Si, dans les sociétés prémodernes, la culture représentait un espace clos, à la fois physique et mental, et hautement symbolique[8], Baudrillard constate qu’elle n’existe plus en tant que telle : la culture de nos jours est « morte », en ce sens qu’elle est détachée de toute valeur symbolique, son imaginaire se trouvant submergé de représentations et de simulacres. De ceux-ci il existe trois ordres ; bien que déjà présents dans les sociétés prémodernes, les simulacres commencent à subir une série de transformations avec l’arrivée de la modernité, et plus précisément du mode d’échange capitaliste. Auparavant, la distance entre le réel et l’imaginaire permettait la projection des mondes mythiques et utopiques, « un univers radicalement différent[9] » de la réalité. Cette distance diminue à l’ère industrielle, lorsque la culture, marquée par l’expansion technologique et capitaliste, commence à perdre sa signification symbolique. Il ne s’agit plus d’imaginer des mondes lointains, mais plutôt une expansion du monde réel à travers la fiction (la science-fiction). Puis, avec l’avènement de l’ère postmoderne, la distance entre le réel et l’imaginaire est complètement absorbée, cédant la place aux « modèles » :

Les modèles ne constituent plus une transcendance ou une projection, ils ne constituent plus un imaginaire par rapport au réel. Ils sont eux-mêmes anticipation du réel, et ne laissent donc place à aucune sorte d’anticipation fictionnelle – ils sont immanents, et ne laissent donc place à aucune sorte de transcendance imaginaire[10].

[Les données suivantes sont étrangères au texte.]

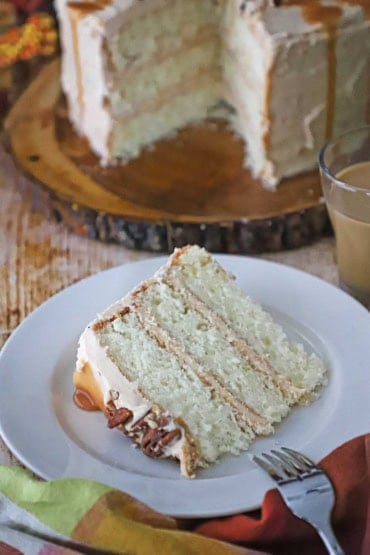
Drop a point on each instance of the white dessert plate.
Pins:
(50, 435)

Ces modèles « ne s’échangent plus jamais contre du réel », mais s’échangent entre eux-mêmes dans un mouvement continuel[11], leur vraisemblance les faisant passer non pas pour des représentations du réel mais pour le réel lui-même. L’impossibilité des projections idéales et fictionnelles vient donc de ce que celles-ci ne peuvent plus être confrontées à une réalité clairement définie. Ce qui reste, c’est ce qu’Umberto Eco appelle des « falsifications des falsifications[12] », ou des copies sans originaux.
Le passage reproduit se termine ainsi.